These are mountain dams, without meaningful irrigation or flood control applications, and dwindling hydroelectric utility. They impounded 3 reservoirs with a total surface area ~1/20th of Lake Washington, one of which has ~100 privately owned frontage parcels. Those owners lose their lakefront, but in a few years will enjoy views over and access to a river valley instead.

Well founded objections should be treated with respect, but I think there's a lot of resistance that's born of (a) reflexive opposition to the 'other side' (b) false generalization of dam-removal arguments applicable to specific dams to all dams, and (c) the incorrect assumption that existing dams must have some utility (equivalently, unawareness of just how many __useless__ dams cover the west, these Klamath dams among them).

s1artibartfast 4 days ago | parent [-]

I dont think I'm pulling from generalizations, just the stated impacts form the people that live there. The article talks about farmers "storming" meetings and their water from the Klamath being cut off in the past.

Im not even trying to argue these people are correct, Im just perplexed that you seem to deny that the people the article talks about even exist

kristjansson 3 days ago | parent [-]

I didn't say you were generalizing, I said that some (esp. ex post, sympathetic) resistance to removal seems to come from generalizing the removal proponents' desire to remove _these_ dams to a desire to remove _other_ dams. Resisting the removal out of concerns about irrigation (in which these dams play ~no role) or hydroelectricity (of which these dams' contribution was minimal) makes sense if the resistors assume that future efforts will move more directly against their interests.
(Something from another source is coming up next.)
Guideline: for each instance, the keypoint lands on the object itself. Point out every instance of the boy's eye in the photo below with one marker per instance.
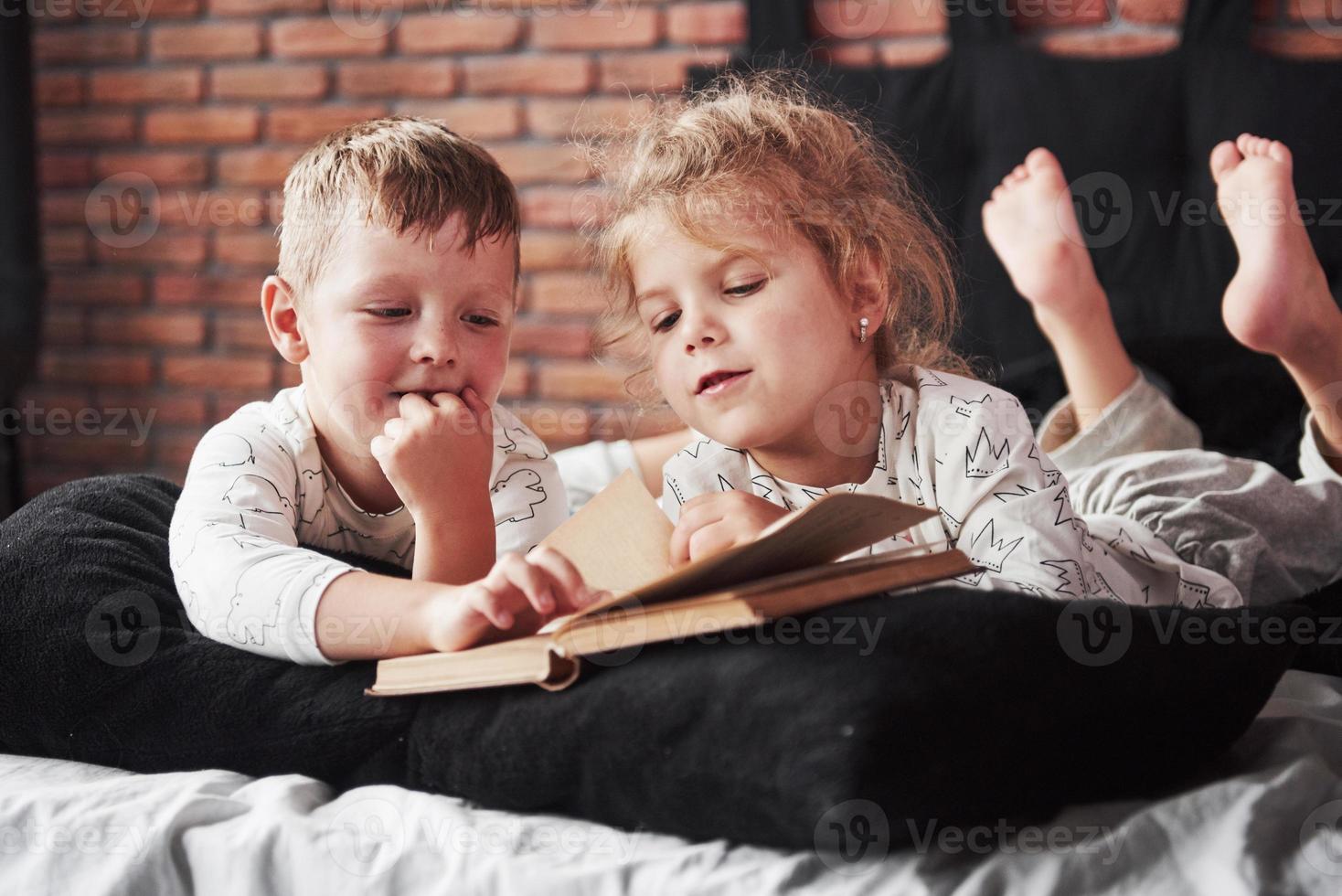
(746, 289)
(667, 322)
I don't think this is far off - see all the stuff in the article about Agenda21, everything being a pretext for removing the current residents, etc.

However, I hold that assumption is incorrect. I believe whole multi-decade process of local consensus-building and compromise that got to removal on the Klamath is a model for future efforts, which will be at least as sensitive to completing interests as these were. Your initial point about the shallowness of objections in TFA is testament to that process. The 'storming' episode you mention happened in ~2003. The failed deliveries from the Klamath were in 2001, and were the result of competing federal priorities (prior-appropriation private water rights, the endangered species act) coming to a head. The farmers seem to have had their concerns addressed since then - all the relevant local irrigation districts were signatories to both the (failed) Restoration Agreement and the (successful) Settlement Agreement.

I think TFA treats the most serious and well-founded objection very sensitively, toward the end:

> I find myself holding two realities in mind that seem hardly able, these days, to share the same space. The first is that the dams have amounted to an ongoing assault on Indigenous communities and rights, and on the many fish that move between fresh water and the sea; removing the barriers will right historical wrongs. The second is that the identities of many people here—their memories, ways of life, worldviews, sense of purpose, idea of home—are bound up in the dammed landscape and even the dams themselves.

This is the tension - once the competing economic and ecological interests are satisfied, the emotional interests remain. A landscape has to change, and a life-way it's supported will no long be possible in that place. That's unambiguously awful for people and families than enjoyed that landscape and life-way in the ~century since the dams were built. But their right to enjoy that landscape unchanged is not absolute; their loss has to be situated within the larger balance of costs and benefits of the project.